China has not closed shipping routes through the SCS and has made no moves to do so. Why would it? A large percentage of its trade passes through the SCS. Yet the United States followed by Australia claims that China does wish to close shipping routes. It conducts Freedom of Navigation Operations (FONOPs) by sending war ships through the SCS. Australia has joined these exercises but to date has refused to sail within the 12 nautical mile limit, most recently reiterated at the July AUSMIN.

The Murdoch press together with right wing backbenchers and think tanks, most notably led by the Australia Strategic Policy Institute (ASPI), founded and funded by the Australian government, the US government and arms manufacturers, have led the anti-China push. ASPI exists in a feed lot. US produced information is passed to it which it then regurgitates to the Australian government and media. This biased and lop-sided process dumbs down debate.

The US and Australian governments refuse to hear anything favourable about the Chinese government referring to it over past months as the Chinese Communist Party, a term designed to adversely brand and denigrate. It is puerile. In Australia adverse perceptions toward China found expression in an AFP/ASIO raid on the home of NSW parliamentarian Shaoquett Moselmane on 26 June, allegedly for “unauthorised contact with China”. There were vague murmurs of spying. Moselmane is taking the matter to the High Court. The mentality behind the raid is of concern. In democracies Intelligence agencies must be neutral and impartial and seen to be so.

Australia’s relationship with China is at its lowest point since diplomatic relations were established in 1972. And all because Australia is doing the bidding of Murdoch and the Trump administration. After a call to Trump, Morrison said the Covid19 virus originated in Wuhan and called for an investigation into the origins of the virus. It is nonsense to call for an enquiry when you announce what you believe the finding will be. It was obvious that Morrison, Dutton and Payne were being judgemental and seeking retribution. China was already embarrassed about the outbreak; they didn’t need their nose rubbed in it by a yapping dog. Australia caused loss of face. As tough as he would like to be seen Premier Xi Jinping has a glass jaw.

China has responded with cancellation of orders for Australian beef, barley and possible bans on students and tourists. It is looking for some understanding from Morrison for what is regarded as a calculated insult.
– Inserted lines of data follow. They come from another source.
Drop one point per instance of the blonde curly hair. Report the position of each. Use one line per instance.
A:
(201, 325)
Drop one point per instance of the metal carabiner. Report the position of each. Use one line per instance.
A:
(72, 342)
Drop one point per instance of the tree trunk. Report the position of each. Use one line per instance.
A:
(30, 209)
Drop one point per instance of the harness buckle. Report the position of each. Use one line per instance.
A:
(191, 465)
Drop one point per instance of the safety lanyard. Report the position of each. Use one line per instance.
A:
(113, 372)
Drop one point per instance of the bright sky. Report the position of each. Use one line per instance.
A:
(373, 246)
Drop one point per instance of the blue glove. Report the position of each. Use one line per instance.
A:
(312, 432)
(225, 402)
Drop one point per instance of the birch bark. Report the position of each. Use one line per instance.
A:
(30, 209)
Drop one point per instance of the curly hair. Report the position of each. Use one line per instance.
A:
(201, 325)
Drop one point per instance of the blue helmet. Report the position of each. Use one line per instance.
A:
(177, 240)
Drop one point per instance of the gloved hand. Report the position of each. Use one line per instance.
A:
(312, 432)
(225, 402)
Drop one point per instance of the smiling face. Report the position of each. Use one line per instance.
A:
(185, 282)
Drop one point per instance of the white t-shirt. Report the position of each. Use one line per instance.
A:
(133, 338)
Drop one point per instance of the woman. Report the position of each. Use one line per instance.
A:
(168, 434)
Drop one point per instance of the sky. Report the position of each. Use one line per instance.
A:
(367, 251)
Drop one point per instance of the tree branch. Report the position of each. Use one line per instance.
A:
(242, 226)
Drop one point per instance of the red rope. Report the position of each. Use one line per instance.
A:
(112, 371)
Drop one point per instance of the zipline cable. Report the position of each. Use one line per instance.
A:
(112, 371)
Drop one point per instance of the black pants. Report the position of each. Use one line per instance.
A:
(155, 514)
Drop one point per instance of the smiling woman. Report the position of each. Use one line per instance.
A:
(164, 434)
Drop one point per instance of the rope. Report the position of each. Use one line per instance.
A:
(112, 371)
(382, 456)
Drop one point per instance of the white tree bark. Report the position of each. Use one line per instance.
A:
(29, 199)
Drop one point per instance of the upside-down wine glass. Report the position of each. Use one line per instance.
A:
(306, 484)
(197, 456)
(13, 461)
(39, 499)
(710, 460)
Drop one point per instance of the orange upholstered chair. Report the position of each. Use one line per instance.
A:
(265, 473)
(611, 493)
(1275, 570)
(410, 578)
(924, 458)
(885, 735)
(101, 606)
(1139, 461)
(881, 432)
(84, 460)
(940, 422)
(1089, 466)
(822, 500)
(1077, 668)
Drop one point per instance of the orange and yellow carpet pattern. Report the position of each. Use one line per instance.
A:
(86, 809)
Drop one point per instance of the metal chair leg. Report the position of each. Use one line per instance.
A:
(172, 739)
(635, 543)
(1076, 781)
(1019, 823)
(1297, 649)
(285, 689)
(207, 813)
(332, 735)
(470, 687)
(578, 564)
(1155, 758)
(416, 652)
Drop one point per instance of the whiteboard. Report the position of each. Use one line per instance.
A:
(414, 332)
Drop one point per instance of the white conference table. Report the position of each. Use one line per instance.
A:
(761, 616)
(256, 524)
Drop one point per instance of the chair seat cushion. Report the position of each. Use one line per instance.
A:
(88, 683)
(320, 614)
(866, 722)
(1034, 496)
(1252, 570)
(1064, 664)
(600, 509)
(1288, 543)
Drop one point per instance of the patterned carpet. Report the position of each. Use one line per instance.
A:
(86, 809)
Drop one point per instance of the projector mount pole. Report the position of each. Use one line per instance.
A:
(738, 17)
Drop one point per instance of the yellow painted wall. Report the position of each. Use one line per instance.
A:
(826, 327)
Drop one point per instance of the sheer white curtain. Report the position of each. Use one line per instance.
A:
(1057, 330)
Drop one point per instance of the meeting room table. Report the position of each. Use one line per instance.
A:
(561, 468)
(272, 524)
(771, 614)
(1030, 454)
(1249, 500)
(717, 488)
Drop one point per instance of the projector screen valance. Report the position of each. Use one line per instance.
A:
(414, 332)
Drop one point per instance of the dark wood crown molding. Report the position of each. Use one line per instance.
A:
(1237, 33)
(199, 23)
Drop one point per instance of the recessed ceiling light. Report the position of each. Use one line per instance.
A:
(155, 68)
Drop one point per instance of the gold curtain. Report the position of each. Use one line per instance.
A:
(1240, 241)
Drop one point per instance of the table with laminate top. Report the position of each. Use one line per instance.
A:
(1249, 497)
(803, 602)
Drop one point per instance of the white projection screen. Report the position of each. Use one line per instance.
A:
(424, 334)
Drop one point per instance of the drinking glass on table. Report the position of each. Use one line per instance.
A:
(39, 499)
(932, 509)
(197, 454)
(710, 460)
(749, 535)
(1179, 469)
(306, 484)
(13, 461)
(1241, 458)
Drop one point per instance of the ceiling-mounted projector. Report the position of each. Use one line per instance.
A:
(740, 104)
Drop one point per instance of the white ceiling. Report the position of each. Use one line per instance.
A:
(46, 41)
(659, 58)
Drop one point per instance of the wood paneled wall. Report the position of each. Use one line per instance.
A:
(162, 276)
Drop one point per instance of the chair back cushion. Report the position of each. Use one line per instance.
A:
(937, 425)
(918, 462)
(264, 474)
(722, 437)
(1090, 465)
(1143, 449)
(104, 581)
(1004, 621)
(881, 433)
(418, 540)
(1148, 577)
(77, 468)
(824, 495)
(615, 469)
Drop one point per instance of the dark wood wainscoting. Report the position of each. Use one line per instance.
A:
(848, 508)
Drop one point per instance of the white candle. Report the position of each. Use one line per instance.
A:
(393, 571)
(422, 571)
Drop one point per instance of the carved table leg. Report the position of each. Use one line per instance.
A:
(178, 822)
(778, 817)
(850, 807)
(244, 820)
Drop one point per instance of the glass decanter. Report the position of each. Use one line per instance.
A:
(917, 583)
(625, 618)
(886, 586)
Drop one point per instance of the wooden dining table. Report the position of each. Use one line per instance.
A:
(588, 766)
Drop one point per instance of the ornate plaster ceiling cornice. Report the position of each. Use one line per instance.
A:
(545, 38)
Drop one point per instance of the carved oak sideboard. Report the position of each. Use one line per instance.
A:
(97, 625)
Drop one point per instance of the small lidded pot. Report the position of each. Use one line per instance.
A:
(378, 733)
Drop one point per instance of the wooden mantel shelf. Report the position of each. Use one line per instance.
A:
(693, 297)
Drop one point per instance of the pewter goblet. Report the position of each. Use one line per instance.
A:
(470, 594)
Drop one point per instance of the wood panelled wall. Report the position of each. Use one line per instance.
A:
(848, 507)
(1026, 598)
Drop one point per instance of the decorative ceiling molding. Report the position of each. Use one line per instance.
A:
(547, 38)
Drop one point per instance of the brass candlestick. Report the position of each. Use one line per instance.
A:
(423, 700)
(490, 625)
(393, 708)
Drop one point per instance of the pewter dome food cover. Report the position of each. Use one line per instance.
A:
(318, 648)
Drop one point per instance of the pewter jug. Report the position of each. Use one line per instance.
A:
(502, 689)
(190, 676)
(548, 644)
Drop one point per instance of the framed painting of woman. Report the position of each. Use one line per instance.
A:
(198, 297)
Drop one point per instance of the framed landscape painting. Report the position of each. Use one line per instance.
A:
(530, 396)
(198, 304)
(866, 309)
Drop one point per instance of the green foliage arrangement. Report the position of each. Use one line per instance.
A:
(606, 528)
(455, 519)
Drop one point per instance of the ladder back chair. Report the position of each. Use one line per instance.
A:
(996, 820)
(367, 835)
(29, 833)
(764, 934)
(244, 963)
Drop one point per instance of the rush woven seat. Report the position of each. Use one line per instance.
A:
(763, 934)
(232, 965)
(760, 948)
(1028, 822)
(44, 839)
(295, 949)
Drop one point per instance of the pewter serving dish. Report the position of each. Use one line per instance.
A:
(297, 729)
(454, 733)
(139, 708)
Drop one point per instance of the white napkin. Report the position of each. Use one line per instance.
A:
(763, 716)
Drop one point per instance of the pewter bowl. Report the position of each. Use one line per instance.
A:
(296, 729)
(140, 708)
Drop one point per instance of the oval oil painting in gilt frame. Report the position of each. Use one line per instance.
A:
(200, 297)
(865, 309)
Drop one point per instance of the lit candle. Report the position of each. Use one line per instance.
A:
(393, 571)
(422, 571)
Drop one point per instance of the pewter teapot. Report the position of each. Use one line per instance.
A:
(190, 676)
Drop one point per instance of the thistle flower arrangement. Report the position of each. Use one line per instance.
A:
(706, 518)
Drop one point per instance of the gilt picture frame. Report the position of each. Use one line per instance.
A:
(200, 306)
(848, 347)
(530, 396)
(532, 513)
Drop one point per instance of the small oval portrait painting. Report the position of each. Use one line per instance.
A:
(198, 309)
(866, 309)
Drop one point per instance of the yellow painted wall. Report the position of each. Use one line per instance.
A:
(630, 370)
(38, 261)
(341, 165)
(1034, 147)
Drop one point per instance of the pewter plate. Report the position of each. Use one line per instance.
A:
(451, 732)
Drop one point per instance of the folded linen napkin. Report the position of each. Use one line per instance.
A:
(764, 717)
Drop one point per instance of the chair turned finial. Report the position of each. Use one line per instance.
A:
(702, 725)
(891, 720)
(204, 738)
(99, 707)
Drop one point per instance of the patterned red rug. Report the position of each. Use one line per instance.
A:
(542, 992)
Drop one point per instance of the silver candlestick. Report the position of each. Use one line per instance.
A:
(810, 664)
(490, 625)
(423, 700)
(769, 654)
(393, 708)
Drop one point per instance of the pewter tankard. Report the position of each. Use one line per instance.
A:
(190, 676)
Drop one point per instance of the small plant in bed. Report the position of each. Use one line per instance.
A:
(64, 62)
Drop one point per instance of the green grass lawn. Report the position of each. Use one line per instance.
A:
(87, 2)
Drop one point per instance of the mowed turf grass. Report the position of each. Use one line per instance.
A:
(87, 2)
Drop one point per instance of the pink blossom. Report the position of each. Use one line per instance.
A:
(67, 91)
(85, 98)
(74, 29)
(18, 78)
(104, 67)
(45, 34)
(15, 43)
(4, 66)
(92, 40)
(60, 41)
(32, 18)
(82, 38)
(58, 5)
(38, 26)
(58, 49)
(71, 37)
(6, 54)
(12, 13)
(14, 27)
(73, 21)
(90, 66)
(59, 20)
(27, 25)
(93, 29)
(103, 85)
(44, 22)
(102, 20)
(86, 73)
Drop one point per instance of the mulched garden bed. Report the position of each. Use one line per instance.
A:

They want face restored. It is beyond the comprehension of Morrison but perhaps not Payne. Australia cannot afford to be where the LNP has placed it with respect to China.

A different reading of China would see it as both assertive and defensive. It is flexing its muscles and literally testing the waters, but it remains unsure of itself. The US is bullying in trying to contain a largely contrived threat. However, as they have done before they may bring about the result they are allegedly seeking to avoid.

Australia must uncouple itself from the Murdoch/Trump axis. We don’t need it. The LNP feel they owe Murdoch for all his help. They have given News Corporation millions of taxpayers’ dollars. If they don’t uncouple, we will have to contend with Lachlan, who will be a more difficult task master than his father and more hard line on China, if that’s possible.

Australia needs to engage or re-engage with China. It needs to deploy diplomacy to engage with China, whenever and where ever around the globe. All of our diplomatic missions should be tasked with this. China is our most important relationship, now and into the future.

Bruce Haigh is a retired diplomat and political commentator.